Edgy Road Adventures Lift Anne Ray’s Debut Scenic Overlook
Part monomyth, part road-trip adventure, Scenic Overlook, Carnegie Mellon University grad Anne Ray’s debut collection of linked stories has the feel of a throwback. Mostly set in the analog, though not uncomplicated, time of the late 1990s, Ray uses 13 narratives to build something novelistic as her protagonist, Katie Hight, a 21-year-old college student on the verge of graduating, feels her life shift after the sudden loss of her father. In the aftermath, she has moved back in with a mother whose answers are often non sequiturs, and brother Danny, whose refusal to use contractions in his speech leaves him sounding “as though he were a Russian count.” Katie soon concludes, “All of us, we were unwell.”

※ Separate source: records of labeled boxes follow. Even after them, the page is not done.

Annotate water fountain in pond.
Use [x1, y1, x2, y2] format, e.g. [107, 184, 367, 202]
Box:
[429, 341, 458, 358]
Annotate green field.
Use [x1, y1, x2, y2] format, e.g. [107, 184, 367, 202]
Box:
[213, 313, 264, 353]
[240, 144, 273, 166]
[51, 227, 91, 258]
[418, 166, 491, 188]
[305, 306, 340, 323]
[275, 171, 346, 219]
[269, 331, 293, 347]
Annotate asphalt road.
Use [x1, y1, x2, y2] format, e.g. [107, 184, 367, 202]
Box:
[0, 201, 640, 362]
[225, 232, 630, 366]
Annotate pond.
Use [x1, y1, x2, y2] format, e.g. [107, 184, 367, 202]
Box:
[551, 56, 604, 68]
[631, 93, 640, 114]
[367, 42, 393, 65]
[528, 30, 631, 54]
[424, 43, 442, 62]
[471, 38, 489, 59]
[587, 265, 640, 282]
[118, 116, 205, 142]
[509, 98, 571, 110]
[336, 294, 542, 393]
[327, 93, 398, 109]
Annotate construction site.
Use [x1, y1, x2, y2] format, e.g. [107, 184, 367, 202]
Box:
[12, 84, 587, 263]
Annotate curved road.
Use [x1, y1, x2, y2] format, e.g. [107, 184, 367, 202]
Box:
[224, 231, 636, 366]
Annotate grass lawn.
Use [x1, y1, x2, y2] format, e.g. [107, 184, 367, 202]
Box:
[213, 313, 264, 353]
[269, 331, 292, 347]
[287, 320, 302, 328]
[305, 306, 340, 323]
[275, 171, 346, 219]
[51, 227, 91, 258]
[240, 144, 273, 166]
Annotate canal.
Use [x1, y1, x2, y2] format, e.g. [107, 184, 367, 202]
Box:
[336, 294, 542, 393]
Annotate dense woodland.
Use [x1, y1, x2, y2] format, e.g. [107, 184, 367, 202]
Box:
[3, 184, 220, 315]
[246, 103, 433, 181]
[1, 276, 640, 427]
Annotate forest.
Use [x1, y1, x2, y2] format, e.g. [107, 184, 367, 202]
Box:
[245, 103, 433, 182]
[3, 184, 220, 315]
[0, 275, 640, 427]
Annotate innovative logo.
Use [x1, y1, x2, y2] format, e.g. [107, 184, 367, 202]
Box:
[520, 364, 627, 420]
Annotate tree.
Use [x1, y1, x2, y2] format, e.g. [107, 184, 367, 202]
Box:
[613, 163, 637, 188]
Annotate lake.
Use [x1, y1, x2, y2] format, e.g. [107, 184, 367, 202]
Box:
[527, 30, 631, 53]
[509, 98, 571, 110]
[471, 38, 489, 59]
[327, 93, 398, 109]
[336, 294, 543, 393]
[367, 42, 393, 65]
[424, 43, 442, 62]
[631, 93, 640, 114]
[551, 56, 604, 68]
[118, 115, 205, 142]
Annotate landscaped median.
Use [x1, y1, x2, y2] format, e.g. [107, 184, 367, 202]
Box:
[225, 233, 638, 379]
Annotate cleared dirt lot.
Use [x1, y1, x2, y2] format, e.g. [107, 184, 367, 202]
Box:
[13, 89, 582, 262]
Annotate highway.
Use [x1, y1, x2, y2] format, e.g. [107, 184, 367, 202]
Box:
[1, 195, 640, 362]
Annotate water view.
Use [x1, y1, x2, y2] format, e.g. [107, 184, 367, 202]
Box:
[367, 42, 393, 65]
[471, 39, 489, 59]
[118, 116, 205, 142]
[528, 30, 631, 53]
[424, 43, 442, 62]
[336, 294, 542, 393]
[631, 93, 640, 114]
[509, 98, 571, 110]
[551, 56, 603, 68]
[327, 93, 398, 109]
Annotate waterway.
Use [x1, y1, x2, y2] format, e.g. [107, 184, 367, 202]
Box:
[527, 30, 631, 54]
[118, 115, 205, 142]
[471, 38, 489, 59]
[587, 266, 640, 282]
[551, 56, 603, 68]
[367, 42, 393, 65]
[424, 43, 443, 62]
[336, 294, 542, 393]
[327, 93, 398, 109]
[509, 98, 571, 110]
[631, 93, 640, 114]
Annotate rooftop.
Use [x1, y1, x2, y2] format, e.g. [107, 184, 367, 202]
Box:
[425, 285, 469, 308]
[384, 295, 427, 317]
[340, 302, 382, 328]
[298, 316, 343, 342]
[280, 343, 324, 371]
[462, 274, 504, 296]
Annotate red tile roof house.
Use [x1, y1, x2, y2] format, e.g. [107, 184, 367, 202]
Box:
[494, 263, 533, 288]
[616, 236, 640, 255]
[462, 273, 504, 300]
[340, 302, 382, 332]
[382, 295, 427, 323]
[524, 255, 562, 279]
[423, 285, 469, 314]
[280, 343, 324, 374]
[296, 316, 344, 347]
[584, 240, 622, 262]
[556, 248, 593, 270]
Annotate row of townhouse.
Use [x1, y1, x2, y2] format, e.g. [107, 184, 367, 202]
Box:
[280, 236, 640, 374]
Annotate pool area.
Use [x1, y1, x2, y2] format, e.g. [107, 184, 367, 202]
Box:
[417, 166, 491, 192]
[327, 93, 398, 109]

The title story finds Katie on the road, wondering if she’ll ever return home. In some ways it’s the formula for The Hero’s Journey, popularized by the scholar Joseph Campbell in his 1949 book on mythology, The Hero with a Thousand Faces. According to the University of Texas Permian Basin, the monomyth plays out accordingly: “Adventure calls and a hero answers. Along the way, they encounter unlikely allies, formidable foes, and trials that will test their resolve.” Most importantly, Katie will be transformed, by experience and by simply growing up. But it’ll be a fellow traveler, Yahlie, who becomes her best friend and helps her gain perspective by acting as the yin to Katie’s yang.
In Weekend Trip, the women are on the road to Austin, Texas to visit Kirsten, characterized as someone who is “belligerent and doesn’t listen.” The second part of that statement could describe most of the characters in the book, but without pushing boundaries, where would the fun be? Instead, this trip becomes an eye-opener for Katie, while traveling in Yahlie’s “shrunken white car. It’s got an assortment of stuff in the back.”
Perhaps what’s most notable in Scenic Outlook is the tension Ray employs throughout. It calls to mind a quote from grunge-rocker Kurt Cobain about meeting Courtney Love for the first time, summarizing her personality as “a magnet for exciting things to happen, like if I just happen to be walking down the street with her, someone would try to attack us with a knife for no reason.” This sense of palpable danger for Katie seems to wind through the stories, a surefire way to keep readers on edge.
And though the “rucksack revolution” that Jack Kerouac wrote about in his 1958 classic, Dharma Bums, seems passe in 2024, the idea of young people trying to both lose and find themselves while traveling through the American West hearkens to another age, one where Katie might agree with the Beat writer who once said, “Pain or love or danger makes you real again.”